I don't use dhcp registration - but I will test it when I get back.. Heading out with the wife to run some errands..

I use static for all my clients I want to be able to resolve.. dhcp registrations has not been a good idea for long time, as it constantly restarts unbound on any dhcp activity. But I see you have some really long leases there ;) So as long as you don't have lots and lots of clients your restarts due to dhcp should be not so bad.. Give me a bit to test it out here..

edit: Oh so all your clients have reservations?

GrumpyDave · Aug 27, 2023, 12:01 AM

@johnpoz Actually I have always struggled with IP management. I have tried some IPAM's but they are a lot of work so the best way for me is to register everything in DHCP and assign as static as required but based on what you were saying about unbound restarting every time a lease is issued I might change the lease time to be even longer.

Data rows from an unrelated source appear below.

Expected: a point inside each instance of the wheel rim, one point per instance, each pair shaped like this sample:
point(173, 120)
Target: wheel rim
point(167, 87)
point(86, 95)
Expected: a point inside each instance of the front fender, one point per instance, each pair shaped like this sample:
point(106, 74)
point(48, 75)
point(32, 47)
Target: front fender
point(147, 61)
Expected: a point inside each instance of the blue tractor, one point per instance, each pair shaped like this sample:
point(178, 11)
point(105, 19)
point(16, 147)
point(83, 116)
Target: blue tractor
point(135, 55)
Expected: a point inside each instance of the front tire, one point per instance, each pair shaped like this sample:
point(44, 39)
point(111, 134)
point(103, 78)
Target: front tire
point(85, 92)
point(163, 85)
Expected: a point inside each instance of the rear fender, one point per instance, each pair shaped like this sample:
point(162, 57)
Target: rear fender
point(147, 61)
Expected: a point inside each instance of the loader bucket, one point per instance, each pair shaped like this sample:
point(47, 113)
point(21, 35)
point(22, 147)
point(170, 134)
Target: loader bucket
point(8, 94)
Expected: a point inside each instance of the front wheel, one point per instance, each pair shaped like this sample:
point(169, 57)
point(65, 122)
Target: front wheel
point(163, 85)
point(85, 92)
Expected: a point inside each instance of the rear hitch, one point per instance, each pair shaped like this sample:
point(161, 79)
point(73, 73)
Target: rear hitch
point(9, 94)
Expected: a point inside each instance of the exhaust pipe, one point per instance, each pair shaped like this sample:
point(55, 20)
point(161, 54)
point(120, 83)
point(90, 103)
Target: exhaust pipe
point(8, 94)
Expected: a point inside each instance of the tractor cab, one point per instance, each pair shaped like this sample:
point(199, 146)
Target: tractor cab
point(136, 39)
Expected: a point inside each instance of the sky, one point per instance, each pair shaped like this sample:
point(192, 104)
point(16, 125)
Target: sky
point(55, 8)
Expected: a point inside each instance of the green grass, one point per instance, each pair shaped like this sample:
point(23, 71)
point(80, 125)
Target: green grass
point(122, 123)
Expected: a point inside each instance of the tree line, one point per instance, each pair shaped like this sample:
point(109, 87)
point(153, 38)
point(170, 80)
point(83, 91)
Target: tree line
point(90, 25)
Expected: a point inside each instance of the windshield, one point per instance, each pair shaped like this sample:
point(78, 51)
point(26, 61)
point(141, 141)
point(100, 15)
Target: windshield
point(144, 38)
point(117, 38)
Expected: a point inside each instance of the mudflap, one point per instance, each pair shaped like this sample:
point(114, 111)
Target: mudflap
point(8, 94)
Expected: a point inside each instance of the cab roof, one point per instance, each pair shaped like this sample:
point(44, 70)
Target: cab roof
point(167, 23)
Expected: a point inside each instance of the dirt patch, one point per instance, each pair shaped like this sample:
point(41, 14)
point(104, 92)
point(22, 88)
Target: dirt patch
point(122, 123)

As we are now well of-topic I will consider this case closed and thank you for your assistance and hope your wife is not too mad at me for dragging you away ;}.

johnpoz · Aug 27, 2023, 12:05 AM

@GrumpyDave unbound only does that when you register dhcp, not with static reservations.

if your setting reservations for your devices, your fine - don't register dhcp.. Same thing I do.. If I add a device to my network, I let it get an IP - then set a reservation with an IP I want it to have and then I can resolve its name.